As he starts mulling over the layers of circumstance and experience that prompted him to create Lifeguard, it soon emerges that – as with all his previous work – the initial impulses are rooted in his own life and psyche. Since childhood, Howells has loved being in the water, and swimming pools especially.
"I just loved watching other people," he says, "and the way we were in a safe place, but people could get into difficulties – maybe even drown. So there was this thrill that it was dangerous as well as fun. And that paradox intrigues me even more as an adult."
His own role in the new work is that of a lifeguard, Siobhan is the swimmer. Though Howells says they have resisted making it a linear narrative, he reckons the imagery of Lifeguard carries its own little stories, its own comments on relationships, change and risk.
The notion it would play to a pool-side audience, rather than be a one-at-a-time ticket, gained momentum after a working trip to Singapore where he witnessed the bonding warmth of cross-generational communities. Supported by the National Theatre of Scotland in co-production with The Arches, Howells gained access to the training pool at Govanhill Baths, and the sense of a community coming together in a common cause – restoring the disused pool – clinched it for him.

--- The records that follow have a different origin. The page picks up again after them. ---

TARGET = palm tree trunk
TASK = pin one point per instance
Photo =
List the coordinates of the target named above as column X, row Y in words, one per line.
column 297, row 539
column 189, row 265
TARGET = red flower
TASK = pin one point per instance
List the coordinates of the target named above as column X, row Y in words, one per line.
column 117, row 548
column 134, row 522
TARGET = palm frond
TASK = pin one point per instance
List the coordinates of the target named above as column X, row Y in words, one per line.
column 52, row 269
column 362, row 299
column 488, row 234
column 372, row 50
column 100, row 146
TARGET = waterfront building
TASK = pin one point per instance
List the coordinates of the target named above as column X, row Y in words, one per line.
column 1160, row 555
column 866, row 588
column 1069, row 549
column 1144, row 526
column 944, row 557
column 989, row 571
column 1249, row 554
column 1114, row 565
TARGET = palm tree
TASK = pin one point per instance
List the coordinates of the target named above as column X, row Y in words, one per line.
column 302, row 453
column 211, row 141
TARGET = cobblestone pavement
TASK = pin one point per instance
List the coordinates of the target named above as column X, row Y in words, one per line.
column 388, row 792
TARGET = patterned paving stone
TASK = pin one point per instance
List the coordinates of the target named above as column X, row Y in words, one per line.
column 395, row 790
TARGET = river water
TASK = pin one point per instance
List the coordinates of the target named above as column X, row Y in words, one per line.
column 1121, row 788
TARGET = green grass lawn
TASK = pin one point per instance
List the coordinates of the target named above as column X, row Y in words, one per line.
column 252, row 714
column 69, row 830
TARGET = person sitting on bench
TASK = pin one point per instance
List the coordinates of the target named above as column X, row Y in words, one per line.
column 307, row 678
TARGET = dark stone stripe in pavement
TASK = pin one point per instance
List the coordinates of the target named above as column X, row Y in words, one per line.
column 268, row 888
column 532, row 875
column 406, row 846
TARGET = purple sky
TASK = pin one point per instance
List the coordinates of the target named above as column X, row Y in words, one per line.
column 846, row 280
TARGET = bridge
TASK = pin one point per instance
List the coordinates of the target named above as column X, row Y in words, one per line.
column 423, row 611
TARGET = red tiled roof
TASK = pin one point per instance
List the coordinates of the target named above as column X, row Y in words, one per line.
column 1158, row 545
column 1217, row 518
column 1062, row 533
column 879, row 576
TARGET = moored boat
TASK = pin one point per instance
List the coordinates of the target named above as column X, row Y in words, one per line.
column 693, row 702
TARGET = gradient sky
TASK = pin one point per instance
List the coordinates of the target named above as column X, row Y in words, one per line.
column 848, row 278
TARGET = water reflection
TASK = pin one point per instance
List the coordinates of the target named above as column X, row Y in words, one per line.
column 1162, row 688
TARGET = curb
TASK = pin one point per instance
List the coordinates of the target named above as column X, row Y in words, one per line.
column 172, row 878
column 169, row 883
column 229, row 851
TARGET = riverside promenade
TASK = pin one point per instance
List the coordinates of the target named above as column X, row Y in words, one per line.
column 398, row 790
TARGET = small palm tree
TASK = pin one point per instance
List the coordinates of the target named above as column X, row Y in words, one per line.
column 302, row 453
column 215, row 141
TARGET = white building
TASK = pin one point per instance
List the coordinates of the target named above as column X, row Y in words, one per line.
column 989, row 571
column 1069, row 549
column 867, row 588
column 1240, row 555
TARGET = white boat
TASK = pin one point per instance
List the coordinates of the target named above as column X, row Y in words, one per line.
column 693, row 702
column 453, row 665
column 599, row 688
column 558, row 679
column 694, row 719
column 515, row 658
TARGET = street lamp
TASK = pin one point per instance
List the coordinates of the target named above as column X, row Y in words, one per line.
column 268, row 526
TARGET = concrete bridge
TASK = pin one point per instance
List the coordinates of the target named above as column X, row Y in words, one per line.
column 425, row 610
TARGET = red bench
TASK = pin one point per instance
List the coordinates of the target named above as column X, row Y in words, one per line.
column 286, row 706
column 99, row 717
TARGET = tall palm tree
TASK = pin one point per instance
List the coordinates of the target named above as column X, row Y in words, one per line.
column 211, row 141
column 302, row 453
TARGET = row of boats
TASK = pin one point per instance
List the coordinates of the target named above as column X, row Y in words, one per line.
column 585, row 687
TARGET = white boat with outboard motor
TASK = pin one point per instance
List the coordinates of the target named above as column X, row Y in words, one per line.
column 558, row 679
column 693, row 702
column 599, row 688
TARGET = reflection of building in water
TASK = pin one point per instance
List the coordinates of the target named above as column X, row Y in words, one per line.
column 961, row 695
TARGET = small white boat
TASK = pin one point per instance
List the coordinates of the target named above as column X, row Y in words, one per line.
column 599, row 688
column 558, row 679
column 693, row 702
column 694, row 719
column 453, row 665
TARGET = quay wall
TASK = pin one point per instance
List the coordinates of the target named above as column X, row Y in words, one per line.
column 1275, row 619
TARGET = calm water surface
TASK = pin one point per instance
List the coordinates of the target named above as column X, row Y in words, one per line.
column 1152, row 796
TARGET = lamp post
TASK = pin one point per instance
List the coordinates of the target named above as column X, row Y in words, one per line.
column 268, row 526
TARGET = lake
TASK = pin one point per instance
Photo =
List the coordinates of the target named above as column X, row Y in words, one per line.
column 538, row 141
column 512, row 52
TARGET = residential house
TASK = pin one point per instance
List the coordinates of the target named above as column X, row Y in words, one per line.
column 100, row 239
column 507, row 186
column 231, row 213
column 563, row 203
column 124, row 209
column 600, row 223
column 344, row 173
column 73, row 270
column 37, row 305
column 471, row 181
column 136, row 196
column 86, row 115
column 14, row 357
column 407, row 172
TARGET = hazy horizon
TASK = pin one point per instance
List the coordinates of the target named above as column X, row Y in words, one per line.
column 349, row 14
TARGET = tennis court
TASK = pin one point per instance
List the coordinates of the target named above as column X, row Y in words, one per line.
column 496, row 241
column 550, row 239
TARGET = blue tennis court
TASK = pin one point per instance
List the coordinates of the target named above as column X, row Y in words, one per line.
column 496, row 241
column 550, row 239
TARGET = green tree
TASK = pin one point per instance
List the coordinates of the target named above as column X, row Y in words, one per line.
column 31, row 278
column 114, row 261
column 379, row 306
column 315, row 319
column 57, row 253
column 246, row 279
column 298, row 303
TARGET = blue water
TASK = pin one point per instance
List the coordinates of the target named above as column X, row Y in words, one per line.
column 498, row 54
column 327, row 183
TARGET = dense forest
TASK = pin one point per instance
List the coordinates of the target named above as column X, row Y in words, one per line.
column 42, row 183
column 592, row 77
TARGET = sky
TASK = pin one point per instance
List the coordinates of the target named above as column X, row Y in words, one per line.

"Audience numbers are limited," he says. "But we really want people to feel a part of our community while they're with us." On the practical side, that means turning up early and changing into something appropriate, like a swimming costume or shorts and a top. "There's every chance you're going to get wet even if you don't get into the pool at some point. But I never, ever, ask anybody to do anything they're not comfortable with. So there's no pressure to strip down to a bikini or mankini, I promise."
For Lifeguard he's been able to work with a creative team that includes composer Nichola Scrutton, choreographer Jane Mason and film-makers Minty Donald and Nick Millar.
"We wanted Lifeguard to remind people of the part water plays in our lives," he says. "And the other elements – sound, lighting, film and movement – help show how much we rely on water for our life, but also how water can be a deadly and destructive force.
"We're made of water; it's seven-tenths of our bodies and our world is seven-tenths covered by it. Those thoughts are a part of Lifeguard. So I think: you're 50 now, Adrian, and if you don't do this now ... Well, when are you going to make a splash?"